Alice Rivlin who moderated the event’s panel discussion, agreed. The 85-year-old senior fellow at Brookings said she is her own care manager and someone should be helping her out. “Managing chronic care is difficult, even for someone with a PhD in economics,” she said.
“Leaving seniors on their own when it comes to coordinated care defies common sense,” Wyden said.
Leonard D. Schaeffer, a trustee at both Brookings and the University of Southern California, introduced Wyden, who has served in the Senate since 1996. Schaeffer set the stage with the sobering statistic that over half of all Americans suffer from a chronic disease.
Wyden, ranking member of the Senate Finance Committee, cited several examples of Medicare enrollees suffering from coverage that lacks flexibility to meet their needs, including a patient afflicted by a stroke and another facing Alzheimer’s disease.

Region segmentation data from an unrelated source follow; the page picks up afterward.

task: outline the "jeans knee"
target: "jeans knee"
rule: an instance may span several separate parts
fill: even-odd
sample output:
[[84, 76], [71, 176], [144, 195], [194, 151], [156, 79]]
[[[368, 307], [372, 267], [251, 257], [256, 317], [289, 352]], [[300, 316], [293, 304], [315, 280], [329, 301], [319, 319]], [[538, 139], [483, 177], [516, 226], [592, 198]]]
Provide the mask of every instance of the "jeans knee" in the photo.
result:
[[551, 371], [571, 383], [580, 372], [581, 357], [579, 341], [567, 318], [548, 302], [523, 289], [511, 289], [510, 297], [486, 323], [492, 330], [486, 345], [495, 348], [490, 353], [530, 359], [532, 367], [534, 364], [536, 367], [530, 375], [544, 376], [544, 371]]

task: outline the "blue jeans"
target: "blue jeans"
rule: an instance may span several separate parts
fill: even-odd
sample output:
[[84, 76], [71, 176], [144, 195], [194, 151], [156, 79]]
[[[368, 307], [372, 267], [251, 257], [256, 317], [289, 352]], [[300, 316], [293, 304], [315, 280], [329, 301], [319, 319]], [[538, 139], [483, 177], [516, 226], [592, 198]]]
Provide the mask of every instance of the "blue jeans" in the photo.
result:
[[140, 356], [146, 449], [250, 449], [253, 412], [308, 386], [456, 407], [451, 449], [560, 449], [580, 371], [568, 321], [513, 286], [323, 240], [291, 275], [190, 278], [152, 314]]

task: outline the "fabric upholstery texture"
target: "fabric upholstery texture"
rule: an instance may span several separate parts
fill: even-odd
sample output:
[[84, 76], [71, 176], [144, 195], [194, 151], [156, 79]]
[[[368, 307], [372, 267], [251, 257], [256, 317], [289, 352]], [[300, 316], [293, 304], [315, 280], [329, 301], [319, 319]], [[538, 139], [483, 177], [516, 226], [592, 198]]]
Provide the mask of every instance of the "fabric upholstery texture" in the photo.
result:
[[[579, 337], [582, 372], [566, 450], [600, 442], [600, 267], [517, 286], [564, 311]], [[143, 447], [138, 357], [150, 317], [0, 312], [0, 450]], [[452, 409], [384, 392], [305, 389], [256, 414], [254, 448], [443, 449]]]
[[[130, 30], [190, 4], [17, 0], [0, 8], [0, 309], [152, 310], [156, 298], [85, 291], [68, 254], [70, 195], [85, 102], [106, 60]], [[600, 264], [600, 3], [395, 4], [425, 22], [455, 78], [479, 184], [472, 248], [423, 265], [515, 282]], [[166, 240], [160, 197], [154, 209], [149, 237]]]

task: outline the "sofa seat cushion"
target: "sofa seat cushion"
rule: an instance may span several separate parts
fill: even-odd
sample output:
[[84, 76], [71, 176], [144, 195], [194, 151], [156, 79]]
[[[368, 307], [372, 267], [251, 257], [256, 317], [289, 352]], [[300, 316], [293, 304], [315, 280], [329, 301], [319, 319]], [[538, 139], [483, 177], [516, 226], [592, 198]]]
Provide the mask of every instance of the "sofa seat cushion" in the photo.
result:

In the case of the stroke victim, Wyden recounted how Medicare rules slowed down the patient’s ability to receive specialist care in a timely fashion when every second counts in saving mobility, communication and other basic functions. “We need to throw those kinds of rules in the trash can,” he said. “An outdated Medicare policy cannot be the reason that a stroke victim is left unable to speak with loved ones.”
Further, he said Medicare must help customize the care that people need. Wyden noted a current pilot project of the Affordable Care Act that allows Alzheimer’s patients to stay at home, which has thus far produced improved outcomes at a lower cost.
Wyden offered a glimmer of hope regarding bipartisan support for Medicare reform. Currently, both the Senate and the House are considering bills on the future of Medicare which address chronic care.
After his remarks, Wyden was joined by a panel of experts, moderated by Rivlin, including Keith Fontenot, visiting scholar at Brookings; Robert E. Moffit, senior fellow at the Institute for Family, Community and Opportunity; and Kavita Patel, a non-resident senior fellow at Brookings. Ted Gayer, vice president and director of the economic studies program at Brookings, opened the program and introduced Schaeffer.
Moffit suggested that leaders also need to discuss the prevention of chronic disease as well. “Americans are digging their graves with their knives and forks,” he said.
Wyden concluded the event with an election year admonition. “Don’t let anyone who is asking for your vote in the fall off the hook when it comes to Medicare guarantees,” he said.